Continuing from our previous blog post, we are still on our New Year's Eve adventure in the Wichita Mountains. After shooting that calming cascade near the Narrows trailhead, I started making my way deeper in the canyon until I came to the improvised creek crossing that continues the trail. Here, a small stream of water was rushing down small boulders and rocks. I wasn’t interested in hiking in wet socks, so I tried to boulder-hop my way to the running water. Although the stream was nice, I couldn’t find a good way to photograph it—that is, until I turned around.

Looking over my shoulder, I caught a shimmering reflection in my peripheral vision. This rock had been sitting in the creek for so long that the constant assault of water had polished the rock to a mirror-like finish. This immediately captured my attention, and I started to look for ways to incorporate it into a shot. At the end of the fall, a natural eddy formed, creating a donut-shaped pattern in the water—another element I would try to add into my frame.

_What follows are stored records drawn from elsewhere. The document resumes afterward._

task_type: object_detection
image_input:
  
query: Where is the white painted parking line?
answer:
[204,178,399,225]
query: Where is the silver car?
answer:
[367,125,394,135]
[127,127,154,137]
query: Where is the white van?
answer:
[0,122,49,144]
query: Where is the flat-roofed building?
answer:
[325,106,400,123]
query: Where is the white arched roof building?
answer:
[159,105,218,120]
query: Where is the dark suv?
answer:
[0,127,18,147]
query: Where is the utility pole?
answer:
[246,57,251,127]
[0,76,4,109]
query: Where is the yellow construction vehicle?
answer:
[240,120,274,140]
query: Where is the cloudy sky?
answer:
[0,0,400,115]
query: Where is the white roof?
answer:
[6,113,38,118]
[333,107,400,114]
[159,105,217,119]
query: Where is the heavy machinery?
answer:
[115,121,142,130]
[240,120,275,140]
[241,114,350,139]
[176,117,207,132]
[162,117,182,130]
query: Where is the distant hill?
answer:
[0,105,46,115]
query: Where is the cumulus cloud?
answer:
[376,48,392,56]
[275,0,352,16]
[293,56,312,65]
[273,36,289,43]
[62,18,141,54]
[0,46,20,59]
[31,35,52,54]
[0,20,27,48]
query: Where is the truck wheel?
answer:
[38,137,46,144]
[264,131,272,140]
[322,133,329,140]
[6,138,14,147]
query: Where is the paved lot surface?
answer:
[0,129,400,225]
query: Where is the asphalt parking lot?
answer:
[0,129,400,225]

With some careful coaxing and scooting on my rear, I pressed myself against a rather pointy and uncomfortable boulder in the creek. Now, I could start to see my composition take shape. The creek would flow in from the right side and help guide the eye to the scattered rocks and then to the reflection of the tall cliffs. I had found my composition, but I did not have the correct lens for this shot. My trusty 24-70mm f/2.8 lens just wasn’t wide enough to record the extent of the scene. I could use my ultra-wide-angle lens, but since I was photographing water, I wanted to make use of my circular polarizer. Unfortunately, I cannot adapt filters to my ultra-wide angle.

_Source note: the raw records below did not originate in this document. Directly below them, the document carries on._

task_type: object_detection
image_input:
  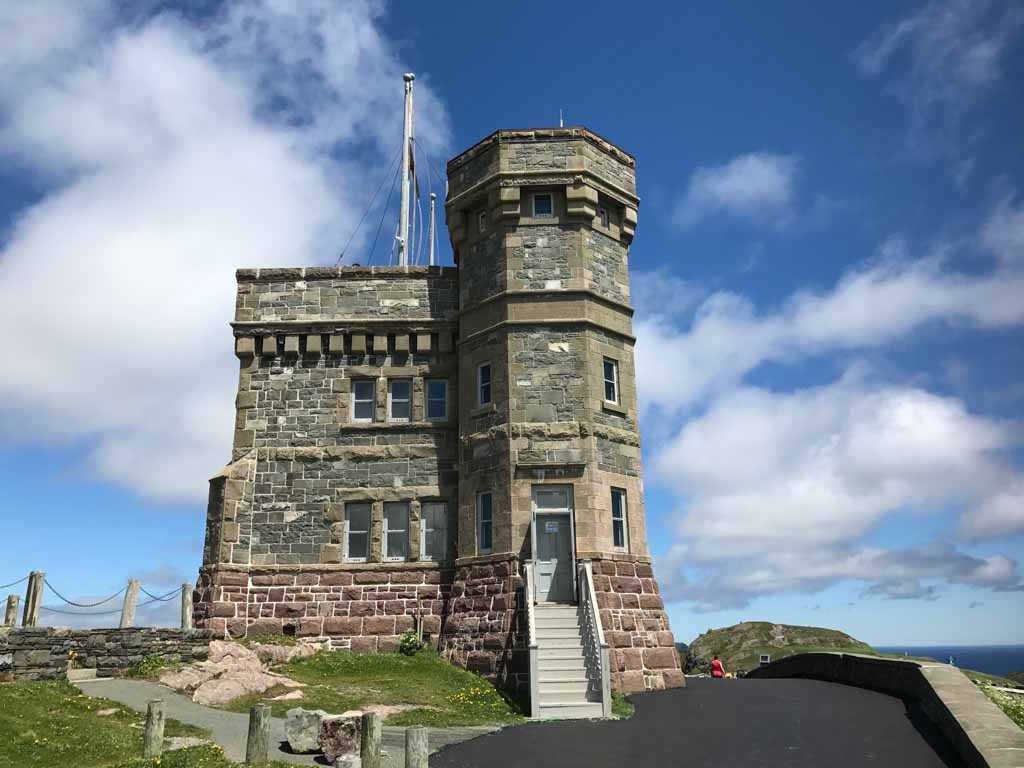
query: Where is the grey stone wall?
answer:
[0,627,210,681]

Thankfully, I thought of another idea that would work. I would simply shoot a panorama to capture the scene. This image was made up of four images that were stitched together to form the final view. My camera was pointed nearly 90 degrees downward to capture the first shot. After each image, I would tilt the camera up until I reached the sky. Shooting panoramas is always a risk, as you don’t know exactly how the final image composition will look after everything is combined. Basically, you "roll the dice" and hope your camera is level, the image is in focus, and you don’t screw up your settings.

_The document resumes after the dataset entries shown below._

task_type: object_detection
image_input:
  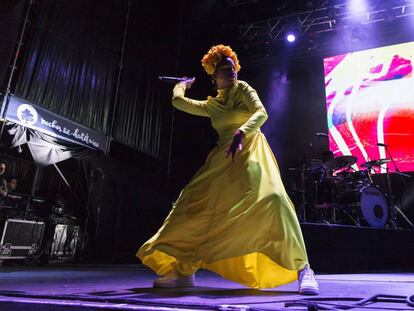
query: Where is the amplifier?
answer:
[0,219,45,261]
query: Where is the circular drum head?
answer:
[360,186,388,228]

I am very happy to say that this panorama came out excellent! I love how much movement there is in this photo. Starting from the bottom right with the water streaming in, it takes you directly to that polished rock that caught my attention in the first place. Then the water stretches into the middle ground, where rocks and boulders continue the line and bring the eye out to the reflection. There is also a great "lean in" effect with the rocks in the lower left, which also help point the eyes to the middle ground. The eyes are then met by the cliffs, which form a wall, which moves the eye down the creek and around the bend to the next cliff. Finally, the eye moves to the brightest part of the scene—that patch of blue sky and thin white clouds reaching over the cliffs. 

After capturing this image, we continued on the trail and to the Narrows overlook. I would love to say that we captured a spectacular sunset from the overlook, but we were late and missed the sunlight in the canyon by about 40 minutes. Although I didn't get the shot I anticipated, I was still quite happy with the images I did capture. The day was not a total loss; as we were leaving the Boulder Picnic Area, I spotted another composition just outside the gate, and I photographed a pleasant scene of the mountains overlooking the Fish Lakes. All in all, it was a fantastic, much-needed trip, and the perfect way to bring on 2023.